Şimdi, gelelim, bu, sizin döneminizde açılan taş ocaklarına. Bakın, ben kendi bölgemden biliyorum, geçmiş dönemde, yirmi beş yıl önce dikilmiş ağaçların -daha yeni böyle gölgesine oturulacak, piknik yapılacak duruma gelmiş ağaçların- birçoğunu yok ederek taş ocağı açıyorsunuz. Ve orada 9 tane köyün 1'inci derecede cazibeli içme suyunu sağlayan bir alana taş ocağı ruhsatı veriyorsunuz. Ya, Allah'tan korkar insan ya! Hem "Ağaçlandırma yapalım, bu ülkenin garantisi, bu ülkenin nefesi, bu ülkenin oksijeni ağaçlandırma ve ormandan geçer." diyorsunuz, ondan sonra da yetişkin ormanları katlediyorsunuz.
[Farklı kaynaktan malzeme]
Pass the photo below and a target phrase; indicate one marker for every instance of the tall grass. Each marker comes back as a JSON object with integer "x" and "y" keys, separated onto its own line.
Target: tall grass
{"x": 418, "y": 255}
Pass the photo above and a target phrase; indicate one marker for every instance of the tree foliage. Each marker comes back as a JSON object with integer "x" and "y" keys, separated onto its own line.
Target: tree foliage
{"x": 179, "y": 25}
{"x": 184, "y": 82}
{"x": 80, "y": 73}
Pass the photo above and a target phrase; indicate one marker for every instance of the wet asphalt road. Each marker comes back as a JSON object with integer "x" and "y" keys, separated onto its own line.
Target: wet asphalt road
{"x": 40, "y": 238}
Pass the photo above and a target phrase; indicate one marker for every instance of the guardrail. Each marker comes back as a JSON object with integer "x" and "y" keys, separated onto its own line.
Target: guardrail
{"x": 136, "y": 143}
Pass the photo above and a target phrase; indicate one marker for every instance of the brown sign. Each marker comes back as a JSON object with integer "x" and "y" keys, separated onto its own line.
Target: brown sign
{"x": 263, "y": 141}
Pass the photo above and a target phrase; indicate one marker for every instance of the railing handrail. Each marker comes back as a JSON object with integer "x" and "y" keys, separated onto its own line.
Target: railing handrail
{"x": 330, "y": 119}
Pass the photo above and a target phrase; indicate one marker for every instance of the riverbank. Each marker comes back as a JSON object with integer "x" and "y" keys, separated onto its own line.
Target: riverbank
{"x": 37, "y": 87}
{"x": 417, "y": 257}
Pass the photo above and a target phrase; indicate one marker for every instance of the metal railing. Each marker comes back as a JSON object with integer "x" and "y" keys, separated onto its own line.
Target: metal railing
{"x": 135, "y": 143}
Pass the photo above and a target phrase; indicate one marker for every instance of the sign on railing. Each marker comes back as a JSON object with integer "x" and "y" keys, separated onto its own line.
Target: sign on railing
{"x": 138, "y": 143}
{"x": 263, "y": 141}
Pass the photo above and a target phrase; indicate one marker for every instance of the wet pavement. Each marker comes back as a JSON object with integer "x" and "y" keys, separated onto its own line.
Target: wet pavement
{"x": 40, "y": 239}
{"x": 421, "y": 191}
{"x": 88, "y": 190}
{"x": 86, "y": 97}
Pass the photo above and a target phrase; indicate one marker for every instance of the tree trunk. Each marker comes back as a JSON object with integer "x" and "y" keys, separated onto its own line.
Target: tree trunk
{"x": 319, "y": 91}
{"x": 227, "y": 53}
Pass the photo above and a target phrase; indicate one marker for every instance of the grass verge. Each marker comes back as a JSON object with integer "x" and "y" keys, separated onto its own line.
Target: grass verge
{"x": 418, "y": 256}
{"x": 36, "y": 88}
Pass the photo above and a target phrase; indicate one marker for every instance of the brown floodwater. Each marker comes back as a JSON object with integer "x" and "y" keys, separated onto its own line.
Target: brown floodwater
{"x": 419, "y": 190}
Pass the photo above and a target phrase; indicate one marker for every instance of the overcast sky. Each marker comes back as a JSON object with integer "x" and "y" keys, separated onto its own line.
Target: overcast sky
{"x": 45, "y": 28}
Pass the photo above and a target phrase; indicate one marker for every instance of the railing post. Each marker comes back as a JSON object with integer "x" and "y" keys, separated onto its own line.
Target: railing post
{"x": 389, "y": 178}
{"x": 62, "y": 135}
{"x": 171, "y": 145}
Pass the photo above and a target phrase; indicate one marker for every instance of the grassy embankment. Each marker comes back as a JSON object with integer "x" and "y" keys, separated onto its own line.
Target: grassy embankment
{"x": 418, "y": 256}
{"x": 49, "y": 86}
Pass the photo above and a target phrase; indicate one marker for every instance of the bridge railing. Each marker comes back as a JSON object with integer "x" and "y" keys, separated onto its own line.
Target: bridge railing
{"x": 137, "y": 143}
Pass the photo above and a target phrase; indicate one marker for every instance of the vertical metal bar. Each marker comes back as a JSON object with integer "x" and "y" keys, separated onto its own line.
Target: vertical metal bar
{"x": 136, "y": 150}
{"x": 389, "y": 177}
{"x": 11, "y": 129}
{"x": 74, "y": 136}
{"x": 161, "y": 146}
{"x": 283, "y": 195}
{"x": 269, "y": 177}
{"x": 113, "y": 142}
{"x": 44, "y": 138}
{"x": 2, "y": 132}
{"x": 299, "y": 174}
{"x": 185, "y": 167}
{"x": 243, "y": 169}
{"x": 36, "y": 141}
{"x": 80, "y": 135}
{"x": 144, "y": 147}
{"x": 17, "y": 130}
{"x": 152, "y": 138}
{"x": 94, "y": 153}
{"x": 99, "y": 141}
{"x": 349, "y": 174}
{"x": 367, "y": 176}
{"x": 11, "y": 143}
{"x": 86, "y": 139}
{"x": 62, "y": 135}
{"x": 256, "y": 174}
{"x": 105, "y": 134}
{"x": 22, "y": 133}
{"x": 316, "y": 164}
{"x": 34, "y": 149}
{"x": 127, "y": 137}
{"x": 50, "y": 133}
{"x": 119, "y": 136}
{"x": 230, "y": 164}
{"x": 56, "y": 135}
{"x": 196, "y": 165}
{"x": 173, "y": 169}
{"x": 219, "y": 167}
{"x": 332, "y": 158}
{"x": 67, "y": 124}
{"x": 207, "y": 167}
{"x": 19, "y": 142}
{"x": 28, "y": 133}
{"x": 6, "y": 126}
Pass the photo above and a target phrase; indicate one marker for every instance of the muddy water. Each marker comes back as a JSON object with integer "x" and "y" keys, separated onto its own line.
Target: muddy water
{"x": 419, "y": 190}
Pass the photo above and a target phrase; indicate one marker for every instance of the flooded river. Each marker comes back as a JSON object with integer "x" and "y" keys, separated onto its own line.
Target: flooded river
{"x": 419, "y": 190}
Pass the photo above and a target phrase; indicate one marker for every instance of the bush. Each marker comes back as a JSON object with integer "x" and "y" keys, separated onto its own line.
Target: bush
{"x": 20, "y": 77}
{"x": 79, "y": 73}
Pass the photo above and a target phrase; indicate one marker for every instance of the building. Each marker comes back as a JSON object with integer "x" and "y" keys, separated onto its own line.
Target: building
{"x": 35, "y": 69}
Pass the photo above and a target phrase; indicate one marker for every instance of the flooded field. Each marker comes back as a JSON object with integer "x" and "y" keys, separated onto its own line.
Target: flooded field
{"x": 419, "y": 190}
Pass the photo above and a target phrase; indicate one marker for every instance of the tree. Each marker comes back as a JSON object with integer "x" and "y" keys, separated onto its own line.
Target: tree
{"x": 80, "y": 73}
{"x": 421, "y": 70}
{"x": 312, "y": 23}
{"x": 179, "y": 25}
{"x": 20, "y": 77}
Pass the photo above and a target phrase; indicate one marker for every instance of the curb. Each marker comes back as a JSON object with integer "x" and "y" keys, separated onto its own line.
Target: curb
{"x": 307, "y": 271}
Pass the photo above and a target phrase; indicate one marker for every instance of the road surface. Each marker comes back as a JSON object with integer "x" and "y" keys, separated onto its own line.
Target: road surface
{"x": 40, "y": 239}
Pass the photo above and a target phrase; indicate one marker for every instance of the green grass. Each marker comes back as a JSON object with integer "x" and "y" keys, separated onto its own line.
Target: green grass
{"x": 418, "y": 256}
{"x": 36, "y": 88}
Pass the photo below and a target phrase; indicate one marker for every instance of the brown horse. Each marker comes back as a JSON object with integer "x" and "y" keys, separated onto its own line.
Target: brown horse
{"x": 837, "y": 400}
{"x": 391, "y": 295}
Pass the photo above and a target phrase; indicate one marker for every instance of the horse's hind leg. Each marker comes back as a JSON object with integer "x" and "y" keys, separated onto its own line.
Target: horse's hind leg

İşte, Dokuztekne köyü, Dutlupınar köyü, Hamidiye köyü, Hamdilli köyü, Yassıca köyü, İmran köyü, Azizli köyü, bunların hepsi bu verdiğiniz taş ocaklarından etkileniyor. Hepsinin şu anda içme suyuyla alakalı problemi var. Hepsinin evleri her gün sallanıyor. Yine, yıllar önce DSİ'nin yapmış olduğu kanaletlerin tamamının kot farkı ortaya çıkıyor, kotları düşüyor, dolayısıyla patlamalar oluyor, çiftçinin en çok suya ihtiyacı olduğu dönemde kanaletler patlıyor, çiftçi tarlasını sulayamıyor, çiftçiyi perişan ediyorsunuz, çiftçiyi sıkıntıya koyuyorsunuz.

Değerli arkadaşlarım, bakın, bunlar bizim hakikatlerimiz, bunları görmemiz lazım.

Şimdi, sulama birlikleriyle ilgili yasa çıkarttınız, her şey yarım yamalak. Sulama birliklerinde personelle alakalı problemleri çözemediniz. Türkiye'de birçok kurumda çalışan sözleşmeli personeli kadroya geçirdiniz, ama sulama birliklerinin sözleşmeli personelini ikinci sınıf vatandaşmış gibi dışarıda bıraktınız. Yazık günah değil mi? Bunların hakkı yok muydu kadroya geçmeye? Ama yapmadınız.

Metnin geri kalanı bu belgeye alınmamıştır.